This story is disgusting. I mean really disgusting but in a funny sorta way… But I gotta pass this on. We were the Five right? Gods in our own delinquent minds, right? We do what we want, when we want.
When on stage we used ultra-max adrenalin. Took no prisoners. High energy as if on steroids. Damn straight! We were angelic and straight-laced, right?
We were just as wild offstage…
Back in the MC5's heyday. It was prime time for the bad boys of Detroit rock to really shake it down, but first a back story…
This is a yin yang world right?
For a bunch of guys self trained in maximum intensity, smash you in the face, special forces power, and, absolutely known for ringing out that last drop of sweat on the stage, here is a peek behind the scenes. The B side posts just for you wonderful friends and fans out there. I wanna laugh. Et tu?
If you think we were angels or something, better stop reading right here.
We were touring down south in an ugly brown rented Pontiac station wagon. We were all drinking uncles Jack and Jim with coke and other available party favors.
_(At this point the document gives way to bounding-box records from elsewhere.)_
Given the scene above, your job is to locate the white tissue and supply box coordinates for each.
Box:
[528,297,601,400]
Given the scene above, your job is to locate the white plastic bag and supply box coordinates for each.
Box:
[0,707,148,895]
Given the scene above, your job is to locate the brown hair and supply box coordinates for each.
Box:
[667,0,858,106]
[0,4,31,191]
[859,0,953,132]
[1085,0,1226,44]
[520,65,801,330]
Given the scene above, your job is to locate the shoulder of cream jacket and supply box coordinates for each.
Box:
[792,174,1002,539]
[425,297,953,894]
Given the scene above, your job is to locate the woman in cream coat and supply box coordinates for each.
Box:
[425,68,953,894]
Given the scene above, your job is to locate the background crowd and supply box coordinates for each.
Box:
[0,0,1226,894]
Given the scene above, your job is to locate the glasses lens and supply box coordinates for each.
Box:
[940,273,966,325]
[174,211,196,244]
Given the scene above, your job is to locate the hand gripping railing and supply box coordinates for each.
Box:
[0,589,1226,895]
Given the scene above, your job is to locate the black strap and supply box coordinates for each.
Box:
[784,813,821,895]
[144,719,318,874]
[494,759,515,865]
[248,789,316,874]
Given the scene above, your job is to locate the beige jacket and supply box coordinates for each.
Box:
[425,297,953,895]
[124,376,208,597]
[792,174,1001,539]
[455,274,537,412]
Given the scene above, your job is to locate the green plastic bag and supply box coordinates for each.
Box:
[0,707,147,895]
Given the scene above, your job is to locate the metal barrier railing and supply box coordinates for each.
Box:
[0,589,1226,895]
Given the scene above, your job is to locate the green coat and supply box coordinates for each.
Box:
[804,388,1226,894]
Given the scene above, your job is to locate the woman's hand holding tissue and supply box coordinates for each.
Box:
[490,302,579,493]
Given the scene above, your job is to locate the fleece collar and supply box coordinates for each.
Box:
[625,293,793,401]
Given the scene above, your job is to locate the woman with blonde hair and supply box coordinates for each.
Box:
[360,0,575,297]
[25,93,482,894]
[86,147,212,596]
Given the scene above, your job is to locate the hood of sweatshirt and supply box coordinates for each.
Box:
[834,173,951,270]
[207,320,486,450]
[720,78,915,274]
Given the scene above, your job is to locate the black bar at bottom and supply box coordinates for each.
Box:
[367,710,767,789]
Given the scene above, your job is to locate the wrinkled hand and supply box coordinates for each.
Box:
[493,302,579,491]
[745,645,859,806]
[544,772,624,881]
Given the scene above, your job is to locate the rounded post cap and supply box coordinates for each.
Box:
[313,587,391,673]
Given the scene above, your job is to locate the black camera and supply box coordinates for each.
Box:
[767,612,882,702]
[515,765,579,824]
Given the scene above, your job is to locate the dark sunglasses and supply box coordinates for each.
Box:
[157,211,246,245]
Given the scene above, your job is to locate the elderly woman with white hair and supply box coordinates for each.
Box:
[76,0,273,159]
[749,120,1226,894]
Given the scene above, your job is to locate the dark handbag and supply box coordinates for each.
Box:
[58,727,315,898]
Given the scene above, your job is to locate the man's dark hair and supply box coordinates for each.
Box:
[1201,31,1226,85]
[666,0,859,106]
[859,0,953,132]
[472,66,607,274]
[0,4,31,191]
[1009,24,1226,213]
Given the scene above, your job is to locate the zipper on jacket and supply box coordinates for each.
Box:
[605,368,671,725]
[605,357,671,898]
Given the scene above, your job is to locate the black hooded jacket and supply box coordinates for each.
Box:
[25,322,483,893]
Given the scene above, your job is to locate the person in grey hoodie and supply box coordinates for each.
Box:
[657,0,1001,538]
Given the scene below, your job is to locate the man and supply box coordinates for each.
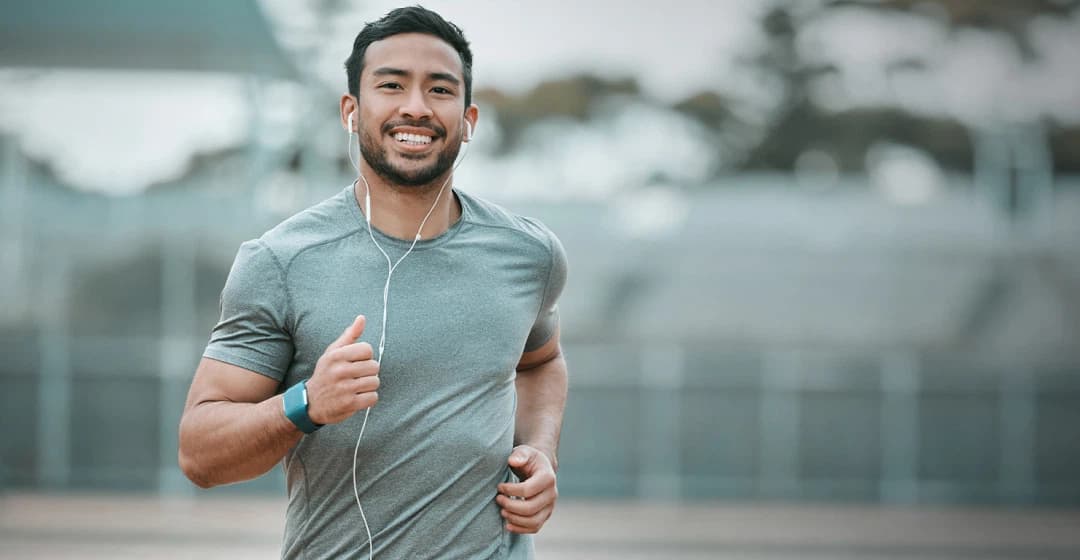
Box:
[179,6,567,559]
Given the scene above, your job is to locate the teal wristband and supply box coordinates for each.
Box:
[282,381,323,434]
We had maybe 5 or 6 gigs in the deep south of the USA..
Steve the “Hawk” Harnadek our beloved road manager and a great friend drove us around most of the time. (RIP)
We got so stupid, blasted, drunk, and insane that each and everyone of us power barfed out the windows of this poor Pontiac at different times while motoring from gig to gig. From the front door to the entire back of the wagon it was really disgusting.
You had to be there...We never washed that wagon. Yup, ballsy ingrates from Detroit. We ruled! It was completely covered in PUKE from side to side and stem to stern.
You see we always wanted to be the tip of the spear. Gladiators! Ooops… We planted the Vomitus Flag high! So F*****g DISGUSTING!! The kicker here is that Steve was the only man that did not adorn the vehicle. Poor guy.
At the end of the tour we told Steve that he had to take that infested, smelly, dried up and caked wagon back to the rental dealer, he had a coronary.
“Why me he screamed!” “Because it’s your job!” “No f*****g way!!!” “Yeah, way.” “How on earth do I get this crap off?” “ Don’t, take it in as is, I shouted back!”
“Are you nuts? Really?”
“Yeah, I said, tell them who we really are. Never know, if somebody knows about us, they just might dig it!” hahaha “Really Steve why not, chimes Fred, Rob and Mike?”
“It will be a first for them and they could tell all their friends!” Steve gets it, we all roar with laughter.
The B side of the Five. Sheesh!
Not to stupid eh?
(I should tell you we often took the piss out of Steve. He always wound up playing along.) Anyway, we all laughed and cracked wise about this for days to come.